Other contemporary ecological factors, such as breeding density and breeding synchrony have also been proposed as correlated with EPP rates (see Griffith ). However, there is insufficient information on breeding density and synchrony in the blue-and-yellow macaw to permit further analysis. Further investigation of the influence of these factors is required when the relevant data are available. Moreover, since there is possibly a large phylogenetic component in EPP frequency (see Introduction), evolutionary inertia may contribute to the low levels or absence of EPP in this macaw species.

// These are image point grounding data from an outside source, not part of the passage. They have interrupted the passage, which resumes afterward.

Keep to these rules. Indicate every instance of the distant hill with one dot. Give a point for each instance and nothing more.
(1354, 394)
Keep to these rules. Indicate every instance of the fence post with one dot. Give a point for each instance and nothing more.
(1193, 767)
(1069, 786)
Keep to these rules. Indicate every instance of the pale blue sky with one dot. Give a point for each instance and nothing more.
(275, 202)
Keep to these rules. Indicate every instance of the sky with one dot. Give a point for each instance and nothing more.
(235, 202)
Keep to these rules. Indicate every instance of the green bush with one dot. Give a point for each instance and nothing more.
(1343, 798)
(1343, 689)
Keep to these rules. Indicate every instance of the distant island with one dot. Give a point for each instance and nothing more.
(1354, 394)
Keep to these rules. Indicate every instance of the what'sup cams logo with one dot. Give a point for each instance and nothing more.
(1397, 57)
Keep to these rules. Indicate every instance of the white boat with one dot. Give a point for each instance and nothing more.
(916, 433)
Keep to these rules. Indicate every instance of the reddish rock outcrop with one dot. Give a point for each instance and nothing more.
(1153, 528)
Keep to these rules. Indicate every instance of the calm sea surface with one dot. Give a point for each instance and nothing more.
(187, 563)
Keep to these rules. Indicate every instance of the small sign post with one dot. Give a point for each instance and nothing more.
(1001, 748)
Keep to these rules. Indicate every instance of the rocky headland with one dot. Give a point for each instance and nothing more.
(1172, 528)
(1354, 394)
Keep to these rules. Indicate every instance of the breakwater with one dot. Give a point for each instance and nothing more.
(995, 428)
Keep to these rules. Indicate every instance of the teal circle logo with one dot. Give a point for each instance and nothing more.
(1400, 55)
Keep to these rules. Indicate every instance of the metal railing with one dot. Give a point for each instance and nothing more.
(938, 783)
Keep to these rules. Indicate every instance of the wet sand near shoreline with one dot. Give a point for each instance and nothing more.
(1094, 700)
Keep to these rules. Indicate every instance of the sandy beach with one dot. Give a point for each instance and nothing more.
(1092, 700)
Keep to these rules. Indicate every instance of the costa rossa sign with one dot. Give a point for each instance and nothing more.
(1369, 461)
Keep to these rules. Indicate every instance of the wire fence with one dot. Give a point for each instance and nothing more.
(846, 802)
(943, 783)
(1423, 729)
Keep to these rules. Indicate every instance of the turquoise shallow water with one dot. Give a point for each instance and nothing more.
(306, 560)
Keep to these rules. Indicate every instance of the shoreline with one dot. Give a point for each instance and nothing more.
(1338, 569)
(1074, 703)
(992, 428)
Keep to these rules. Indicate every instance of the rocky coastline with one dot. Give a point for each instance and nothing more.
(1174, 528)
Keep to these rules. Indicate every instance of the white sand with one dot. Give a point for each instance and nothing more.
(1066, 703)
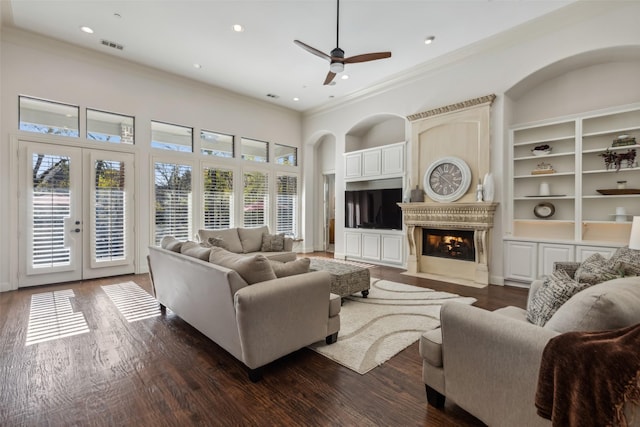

Overall, our genetic results, along with available information on behavior and life history, testify to the blue-and-yellow macaw being socially and genetically monogamous. Nevertheless, the occurrence of full-brood EPP in some of the nests analyzed cannot be excluded. In at least 7% of the broods studied here, one of the nestlings could be a result of nest parasitism or EPP. Access to parent-samples is essential to confirm our findings, as well as to accurately estimate EPP rates in this species.